Или, скорее, это была торцевая грань громадной ледяной глыбы, втиснутой в коридор. Теперь стало ясно — в ней заранее был подготовлен паз, некая разновидность замочной скважины, куда теперь вставили камень-ключ.
Лёд быстро терял прозрачность, сравниваясь по цвету с "клыком". Меня опять окатило стужей, от которой перехватывало дыхание.
Ящерка, стерегущая вожака-уголовника, дёрнулась и погасла.
Спустя секунду зачах костёр. Я машинально бросил на него взгляд, и мой противник этим воспользовался.
Он рванулся, буквально прыгнул, едва не сбив меня с ног. Морозное дуновение из флигеля, казалось, придало ему сил — или, по крайней мере, начисто отключило инстинкт самосохранения.
Вожак тянул руки к моему горлу. Черты его лица исказились, рот ощерился, а глаза покрылись белёсой наледью — этот миг отпечатался в моей памяти как дагерротипный снимок.
Но даже в таком отвратно-безумном виде он был всего лишь бандитом.
Я схватил его за запястья и что есть силы ударил лбом в переносицу.

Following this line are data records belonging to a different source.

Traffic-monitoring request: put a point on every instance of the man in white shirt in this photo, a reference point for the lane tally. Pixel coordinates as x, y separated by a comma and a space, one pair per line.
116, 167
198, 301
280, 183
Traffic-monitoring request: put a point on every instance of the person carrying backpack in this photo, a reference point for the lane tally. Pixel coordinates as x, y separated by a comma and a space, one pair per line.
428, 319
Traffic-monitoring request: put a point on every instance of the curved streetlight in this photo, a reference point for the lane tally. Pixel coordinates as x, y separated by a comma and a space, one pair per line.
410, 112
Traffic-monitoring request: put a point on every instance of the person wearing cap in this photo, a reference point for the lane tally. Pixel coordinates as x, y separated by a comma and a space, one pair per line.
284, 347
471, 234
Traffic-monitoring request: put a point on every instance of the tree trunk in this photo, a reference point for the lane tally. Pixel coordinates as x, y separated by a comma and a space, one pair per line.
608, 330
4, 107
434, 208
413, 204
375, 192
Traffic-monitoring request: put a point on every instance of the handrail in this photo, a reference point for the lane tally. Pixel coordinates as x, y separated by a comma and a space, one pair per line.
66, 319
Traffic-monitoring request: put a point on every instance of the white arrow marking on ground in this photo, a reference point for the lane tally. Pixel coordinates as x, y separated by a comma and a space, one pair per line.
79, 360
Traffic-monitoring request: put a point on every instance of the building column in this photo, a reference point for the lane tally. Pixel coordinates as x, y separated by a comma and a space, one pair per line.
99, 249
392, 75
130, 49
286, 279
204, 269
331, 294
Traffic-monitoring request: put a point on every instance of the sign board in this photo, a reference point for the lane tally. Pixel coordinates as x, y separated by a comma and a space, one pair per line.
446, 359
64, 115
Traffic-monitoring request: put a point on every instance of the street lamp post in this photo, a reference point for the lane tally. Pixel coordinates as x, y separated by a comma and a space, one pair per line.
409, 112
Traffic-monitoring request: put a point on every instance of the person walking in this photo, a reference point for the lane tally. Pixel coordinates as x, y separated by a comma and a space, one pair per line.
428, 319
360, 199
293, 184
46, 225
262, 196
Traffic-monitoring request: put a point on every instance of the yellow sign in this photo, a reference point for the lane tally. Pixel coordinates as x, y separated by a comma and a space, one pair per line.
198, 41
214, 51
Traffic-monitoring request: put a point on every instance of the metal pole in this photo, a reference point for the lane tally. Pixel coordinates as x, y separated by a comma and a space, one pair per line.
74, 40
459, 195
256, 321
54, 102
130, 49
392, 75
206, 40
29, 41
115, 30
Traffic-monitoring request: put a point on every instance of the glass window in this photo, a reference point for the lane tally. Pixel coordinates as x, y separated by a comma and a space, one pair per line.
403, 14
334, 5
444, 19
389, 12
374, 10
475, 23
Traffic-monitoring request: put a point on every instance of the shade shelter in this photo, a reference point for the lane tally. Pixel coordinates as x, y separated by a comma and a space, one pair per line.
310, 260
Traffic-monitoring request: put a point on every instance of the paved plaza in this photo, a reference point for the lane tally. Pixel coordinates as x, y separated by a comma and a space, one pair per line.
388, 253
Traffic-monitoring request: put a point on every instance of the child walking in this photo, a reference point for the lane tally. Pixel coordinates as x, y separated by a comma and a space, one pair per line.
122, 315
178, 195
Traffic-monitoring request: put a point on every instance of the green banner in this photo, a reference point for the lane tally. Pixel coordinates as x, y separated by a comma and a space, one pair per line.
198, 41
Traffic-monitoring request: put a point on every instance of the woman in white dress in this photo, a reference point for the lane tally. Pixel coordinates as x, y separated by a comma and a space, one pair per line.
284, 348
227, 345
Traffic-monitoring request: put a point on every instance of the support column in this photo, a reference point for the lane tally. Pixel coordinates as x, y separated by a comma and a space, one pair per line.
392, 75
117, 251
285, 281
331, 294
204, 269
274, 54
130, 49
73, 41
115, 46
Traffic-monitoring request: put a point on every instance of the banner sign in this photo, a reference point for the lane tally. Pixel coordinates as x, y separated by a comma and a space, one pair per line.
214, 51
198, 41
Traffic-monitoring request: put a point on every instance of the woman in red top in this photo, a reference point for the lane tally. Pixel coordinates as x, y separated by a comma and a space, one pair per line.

Он пошатнулся, хрюкнув от боли. Я с размаху двинул ему тяжелым сапогом в брюхо, а когда он согнулся, добавил коленом в морду. Вожак упал, но я продолжал наносить удары — ногой, не особо целясь. По печени, по рёбрам, в живот…
Потом я вновь посмотрел на флигель.
Дверной проём уже окончательно побелел, превратился в мрамор, но внутри глыбы происходило что-то ещё — я почувствовал исходящую оттуда вибрацию и торопливо посторонился.
Гладкая поверхность покрылась сетью трещин — чем-то это напоминало картину, виденную сегодня у замёрзшей реки.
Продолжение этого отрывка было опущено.